I was sittin here thinking about how hot it's  gonna get this summer and I wanted to see about making a cool tube for my hps.After reading up for about 45 minutes and using businesslights.com.Here is what i came up with.Hopefully this can help someone out.As for the fan in the design,that is totally up to you.you can use a computer fan if that is what you have or what you want to be using.either way,you need to be moving the hot air out and ducting it either outdoors or in another room.(this can be done with your light socket staying attached to your reflector) Attach the hurricane to the.You can use j.b. weld to attach it.(jb weld and good ol duct tape go a long way in life)after that is attached its time to hood up the reucer.after you duct tape your reducer to the hurricane.next will be the fan.The fan i used is an inline duct fan.basically a fan inside a duct.it come with a power cord so you can just plug it right into the wall/powerstrip.anyways,after your have the fan connected,you can now attach the flexible dryer vent tube to the fan and make it so your airing all the hot air out.as well as helping to keep your bulb cooled.
:ignore: HERES A LIST OF WHAT YOU NEED AND WHERE YOU CAN GET IT:fid: 
 a hurricane glass shade (you can use it with a candle) I payed $5.99 US dollars for it @ Hobby Lobby
 6'' to 4'' duct reducer Buy these right at your local home depot,lowes,hardware store.

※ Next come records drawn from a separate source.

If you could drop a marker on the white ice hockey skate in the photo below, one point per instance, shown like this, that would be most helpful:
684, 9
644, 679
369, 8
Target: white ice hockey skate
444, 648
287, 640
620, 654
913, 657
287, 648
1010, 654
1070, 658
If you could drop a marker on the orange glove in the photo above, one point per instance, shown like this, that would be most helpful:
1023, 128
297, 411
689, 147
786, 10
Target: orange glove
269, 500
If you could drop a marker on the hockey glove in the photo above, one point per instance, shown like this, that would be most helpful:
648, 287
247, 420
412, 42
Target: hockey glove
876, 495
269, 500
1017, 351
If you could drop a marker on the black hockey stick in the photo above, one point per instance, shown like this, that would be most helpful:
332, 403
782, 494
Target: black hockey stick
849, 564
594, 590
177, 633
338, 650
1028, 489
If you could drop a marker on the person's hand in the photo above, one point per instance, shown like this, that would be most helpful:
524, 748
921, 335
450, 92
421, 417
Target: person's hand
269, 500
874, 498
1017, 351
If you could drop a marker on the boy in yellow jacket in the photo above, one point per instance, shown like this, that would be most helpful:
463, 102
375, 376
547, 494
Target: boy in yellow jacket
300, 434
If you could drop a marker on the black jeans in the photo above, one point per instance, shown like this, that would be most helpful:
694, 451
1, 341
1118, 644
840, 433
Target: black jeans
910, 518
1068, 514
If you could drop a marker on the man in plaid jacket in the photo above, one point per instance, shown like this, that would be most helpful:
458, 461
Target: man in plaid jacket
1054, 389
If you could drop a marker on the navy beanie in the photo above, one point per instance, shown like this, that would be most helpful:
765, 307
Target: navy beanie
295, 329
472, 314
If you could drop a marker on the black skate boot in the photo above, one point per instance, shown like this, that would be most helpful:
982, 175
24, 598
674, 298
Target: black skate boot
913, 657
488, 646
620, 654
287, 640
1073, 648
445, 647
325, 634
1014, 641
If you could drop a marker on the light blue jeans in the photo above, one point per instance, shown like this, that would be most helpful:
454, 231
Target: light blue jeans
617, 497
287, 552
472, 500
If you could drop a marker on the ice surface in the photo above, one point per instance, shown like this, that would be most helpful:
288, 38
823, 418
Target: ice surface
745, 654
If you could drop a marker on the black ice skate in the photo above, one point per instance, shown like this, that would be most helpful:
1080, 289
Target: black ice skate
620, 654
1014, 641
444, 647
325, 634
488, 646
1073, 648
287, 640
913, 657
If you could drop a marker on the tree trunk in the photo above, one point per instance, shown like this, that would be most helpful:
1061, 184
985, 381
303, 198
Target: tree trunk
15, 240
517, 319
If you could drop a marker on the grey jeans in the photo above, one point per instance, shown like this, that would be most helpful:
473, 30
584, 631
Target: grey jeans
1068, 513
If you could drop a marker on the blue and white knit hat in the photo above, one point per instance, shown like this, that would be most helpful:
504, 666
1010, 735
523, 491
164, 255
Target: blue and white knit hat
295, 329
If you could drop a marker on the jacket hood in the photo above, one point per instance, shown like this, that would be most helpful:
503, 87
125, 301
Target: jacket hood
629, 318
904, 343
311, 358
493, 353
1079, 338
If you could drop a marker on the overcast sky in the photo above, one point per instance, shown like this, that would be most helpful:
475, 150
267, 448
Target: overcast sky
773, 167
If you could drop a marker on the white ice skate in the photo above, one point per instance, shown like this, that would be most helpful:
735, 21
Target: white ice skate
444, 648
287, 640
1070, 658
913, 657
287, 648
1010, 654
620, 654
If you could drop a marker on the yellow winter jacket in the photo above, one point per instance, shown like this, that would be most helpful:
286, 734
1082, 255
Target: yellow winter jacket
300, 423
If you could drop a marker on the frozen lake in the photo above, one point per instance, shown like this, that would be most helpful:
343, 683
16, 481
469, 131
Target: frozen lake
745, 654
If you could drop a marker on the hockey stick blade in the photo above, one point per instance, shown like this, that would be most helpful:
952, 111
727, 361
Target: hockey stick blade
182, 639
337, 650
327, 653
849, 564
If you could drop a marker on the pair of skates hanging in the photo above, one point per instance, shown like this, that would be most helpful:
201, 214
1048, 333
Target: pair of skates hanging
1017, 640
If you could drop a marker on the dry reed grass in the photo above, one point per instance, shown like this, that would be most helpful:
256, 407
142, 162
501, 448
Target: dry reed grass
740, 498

Like 5-8 U.S. dollars
 suncourt 6 inch Inline Duct Fan w/ powercord $29.90 @ businesslights.com
 flexible dryer ducts (what we use on our dryers)like $6 or $7 US dollars at home depot,lowes,hardware store,etc
 eye hooks and chains available at the same place you bought everything besides the hurricane and the fan.
:woohoo: And there we have it,you just got showed how to make a cool tube for about 60-65 U.S. Dollars.Any questions?Feel free to ask.Good Luck:hubba:


----------



## Aurora_Indicas_Dad (May 17, 2008)

i was planning on making my carbon scrubber using one of these fans also.


----------



## wedginfool (May 17, 2008)

wheres the pictures??


----------



## Aurora_Indicas_Dad (May 17, 2008)

i dont have a camra.its pretty self explanitory.


----------